En juillet, Zacro a essayé de persuader les chefs traditionnels dans le Conseil des chefs de soutenir sa campagne contre la peine de mort. Les chefs tenaient leur réunion annuelle à Harare et dans le nord de la station des Chutes de Victoria. Mais des politiciens ne voulaient pas que cela se passe. Ils sont intervenus pour empêcher que la question de la peine de mort soit inscrite à la réunion, selon des sources.

"Nous espérions commencer avec les chefs et les utiliser comme force pour amener cette question à la Chambre des députés et demander finalement une audience auprès du chef de l'Etat", a déclaré Chakanyuka à IPS. Les chefs auraient pu soulever la question au parlement, où ils siègent par nomination.

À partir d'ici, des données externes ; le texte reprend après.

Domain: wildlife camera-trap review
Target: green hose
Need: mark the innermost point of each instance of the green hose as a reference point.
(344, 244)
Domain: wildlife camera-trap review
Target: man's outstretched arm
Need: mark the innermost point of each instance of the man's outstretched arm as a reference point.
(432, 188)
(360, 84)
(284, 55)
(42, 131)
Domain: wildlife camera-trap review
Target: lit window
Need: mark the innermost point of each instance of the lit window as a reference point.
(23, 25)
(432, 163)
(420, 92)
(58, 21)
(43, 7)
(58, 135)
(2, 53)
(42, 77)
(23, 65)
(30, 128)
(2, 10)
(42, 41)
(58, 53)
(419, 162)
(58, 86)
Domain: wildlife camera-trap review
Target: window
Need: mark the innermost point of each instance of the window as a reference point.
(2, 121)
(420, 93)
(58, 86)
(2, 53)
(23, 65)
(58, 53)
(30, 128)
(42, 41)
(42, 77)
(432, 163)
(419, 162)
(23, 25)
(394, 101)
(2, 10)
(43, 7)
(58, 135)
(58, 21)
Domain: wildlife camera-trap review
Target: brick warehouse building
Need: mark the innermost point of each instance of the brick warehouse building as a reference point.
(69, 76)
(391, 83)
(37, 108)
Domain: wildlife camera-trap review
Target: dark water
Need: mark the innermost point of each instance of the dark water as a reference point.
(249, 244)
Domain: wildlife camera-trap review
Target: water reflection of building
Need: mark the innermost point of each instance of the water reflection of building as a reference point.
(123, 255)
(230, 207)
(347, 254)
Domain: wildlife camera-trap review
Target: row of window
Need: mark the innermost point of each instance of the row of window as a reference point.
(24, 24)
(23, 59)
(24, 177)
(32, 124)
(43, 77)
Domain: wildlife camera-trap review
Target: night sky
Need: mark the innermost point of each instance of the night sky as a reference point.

Le fait que Zocra focalise son attention sur les chefs cadrait avec l'idée initiale de la campagne, qui soutenait que la peine de mort était "étrangère et contraire aux concepts africains traditionnels de la justice et des croyances".

La rencontre a également montré que les avis des chefs soutenus officiellement étaient partagés sur la question de la peine de mort. "On doit vous condamner conformément à votre crime. Si vous tuez délibérément, vous devriez aussi être tué", a affirmé Chef Makoni à la réunion, selon un reportage en son temps dans le journal privé 'Financial Gazette'. On a estimé que les chefs auraient pu être moins enthousiastes à l'idée de s'associer à une telle question controversée et de la soumettre à Mugabe, par peur de perdre leurs privilèges. Ils sont fondamentalement sur le registre du personnel du gouvernement. "Avec les élections qui viennent, nous n'avons aucune possibilité de parler de nouveau aux chefs jusqu'à ce qu'elles soient terminées", a dit Chakanyuka, déçu. Les élections — présidentielles, législatives et municipales — doivent se tenir dans six mois.

Zacro envisage actuellement de faire circuler une pétition à l'échelle nationale appelant à l'abolition de la peine de mort. "Nous voulons soumettre une pétition au président Mugabe puisqu'il est l'homme qui a été investi de tous les pouvoirs pour décider si quelqu'un devait être envoyé à la potence ou non", a ajouté Chakanyuka. Mugabe a résisté à tous les appels à l'abolition de la peine de mort, qui remonte à la période coloniale; après ses 27 ans de règne, il est peu probable qu'il change maintenant sa position, au crépuscule de son régime assiégé. Mais en faisant campagne sur cette question maintenant et en associant le maintien de la peine capitale plus étroitement à son nom, on peut espérer que l'une des premières mesures à prendre par ses successeurs sera l'abolition de la peine de mort. Zacro espère également que sa campagne suscitera l'intérêt du public dans les autres réformes judiciaires.

La dernière exécution au Zimbabwe a été effectuée en 2004. Depuis 1999, sept personnes ont été exécutées par pendaison, selon Zacro.